Ces sommes ne sont certes pas très importantes mais, ainsi que l'a fait remarquer M. Alain Coléno, aux Etats-Unis on obtient facilement du capital. M. Alain Coléno a bien marqué les différences de conception entre les Etats-Unis et la France concernant ces sortes d'entreprises. Ainsi, outre Atlantique, la rémunération du ou des créateurs de l'entreprise est faite par le prix de sa revente en cas de succès. Les prix peuvent alors atteindre des sommets compte tenu de la concurrence des grandes entreprises qui sont perpétuellement à l'affût de procédés innovants. Un autre mouvement facilite grandement la naissance et le fonctionnement de ces structures : c'est le financement direct par les grandes entreprises. En effet, comme l'a fait observer M. Claude Fauquet, les grandes entreprises trouvent là une liberté d'esprit et, par conséquent de créativité intellectuelle, qui leur fait parfois défaut, compte tenu de leur taille. Elles font ainsi en quelque sorte des paris parfois couronnés de succès, parfois perdus, sur d'éventuelles découvertes.
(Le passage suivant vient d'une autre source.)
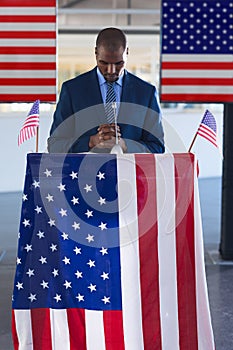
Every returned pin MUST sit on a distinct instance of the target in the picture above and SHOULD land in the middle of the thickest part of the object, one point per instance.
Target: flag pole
(37, 138)
(190, 147)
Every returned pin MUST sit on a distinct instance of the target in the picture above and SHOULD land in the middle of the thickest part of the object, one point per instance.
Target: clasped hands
(106, 137)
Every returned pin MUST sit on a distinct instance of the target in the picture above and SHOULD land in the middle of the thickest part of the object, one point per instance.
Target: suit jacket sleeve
(141, 117)
(73, 123)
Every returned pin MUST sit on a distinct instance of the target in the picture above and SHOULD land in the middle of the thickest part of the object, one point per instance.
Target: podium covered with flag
(110, 254)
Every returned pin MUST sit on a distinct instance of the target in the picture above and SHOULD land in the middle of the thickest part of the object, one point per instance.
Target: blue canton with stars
(68, 249)
(198, 27)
On peut penser que ce système donne de bons résultats en créant une atmosphère propice à la créativité et à l'inventivité. Les réussites américaines en la matière peuvent tout à fait donner matière à réflexion aux Européens et à notre pays en particulier même s'il ne convient évidemment pas de transposer tel quel, ces mécanismes. Il convient cependant de noter, comme l'a fait M. Alain Coléno, que la dimension " création d'emplois " n'est pas du tout présente aux Etats-Unis alors qu'en France, l'accent est mis sur la création d'entreprise à long terme avec des créations d'emplois stables et la recherche de prêts bancaires. Aux Etats-Unis la longévité de ces petites entreprises est assez souvent brève : après avoir fait une découverte et l'avoir brevetée, ces petites entités sont disputées entre les grands groupes et absorbées par l'un d'entre eux.

Nous évoquerons plus loin les récentes mesures d'ordre juridique, fiscal et social que le ministre de la recherche vient de proposer afin d'obvier à une partie des défauts du système français dans ce domaine.

Cette différence de développement entre les Etats-Unis et l'Europe est certainement à la base du problème existant dans ce domaine dans les relations économiques internationales.